Après avoir prononcé ces mots le père Clément s’arrêta.
– Et si l’Église a le pouvoir et la volonté de briser ces liens, dit Catherine, quelle influence peut avoir le divorce du duc de Rothsay sur la fortune de Catherine Glover ?
Elle regarda le religieux avec inquiétude, tandis qu’elle parlait : il parut éprouver quelque embarras pour lui répondre, car il baissa les yeux en disant :
– À quoi servit la beauté de Catherine Logie ? à moins que nos pères nous aient, fait un mensonge, elle lui fit partager le trône de David Bruce.
– Vécut-elle heureuse et mourut-elle regrettée, mon père ? demanda Catherine toujours avec le même calme et la même fermeté.
– Elle forma cette alliance poussée par une ambition criminelle, et trouva sa récompense dans la vanité et les troubles d’esprit ; mais si elle se fût mariée dans le dessein de convertir son époux ou de l’affermir dans sa foi, quelle eût été sa récompense ? l’amour et les honneurs sur la terre et dans le ciel, une part à l’héritage de la reine Marguerite et de ces héroïnes qui ont été les mères de l’Église.

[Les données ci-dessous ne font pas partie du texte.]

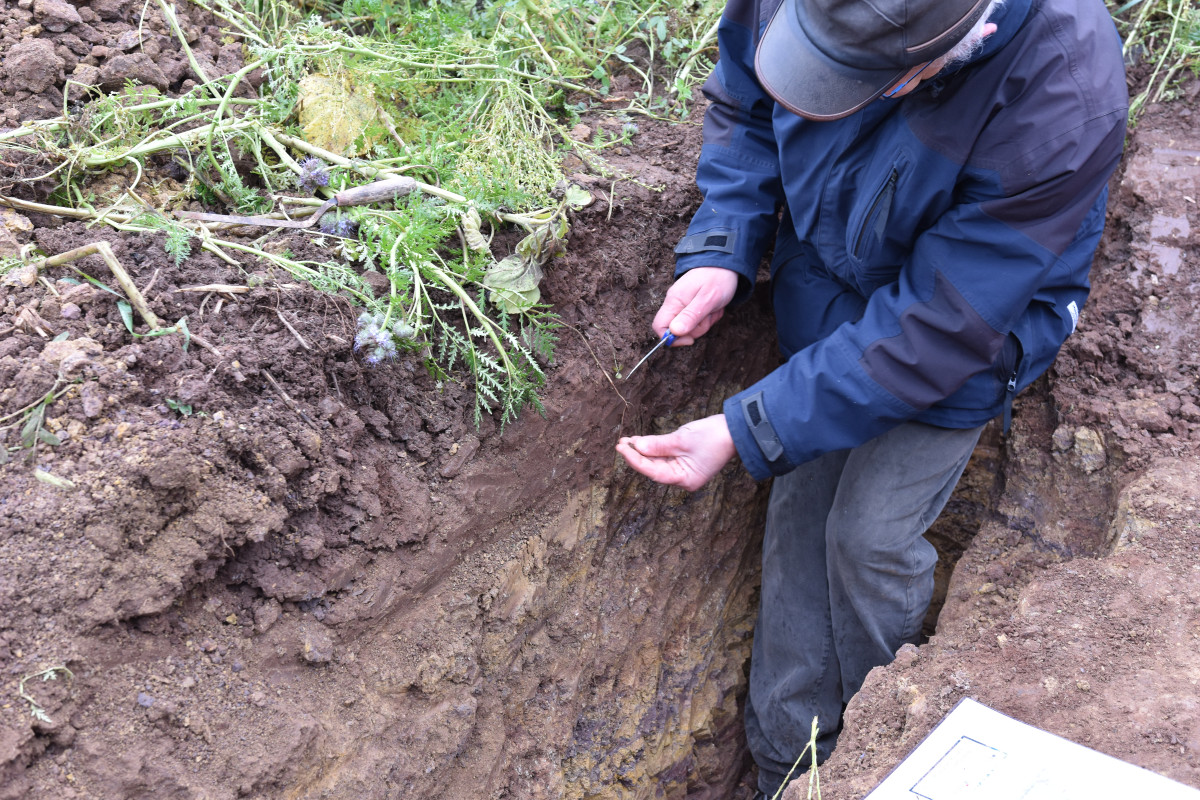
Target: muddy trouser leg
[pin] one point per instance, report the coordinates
(846, 579)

Jusque là Catherine était restée assise sur une pierre qui se trouvait placée à côté des pieds du religieux : elle levait les yeux vers lui quand elle lui adressait la parole ou lorsqu’elle l’écoutait, mais dans ce moment, comme animée par le sentiment d’une désapprobation ferme quoique calme, elle se leva et elle étendit sa main vers le moine, en lui adressant la parole : elle ressemblait alors à un ange envoyé pour réprimer les erreurs d’un mortel, et qui le plaint en le condamnant.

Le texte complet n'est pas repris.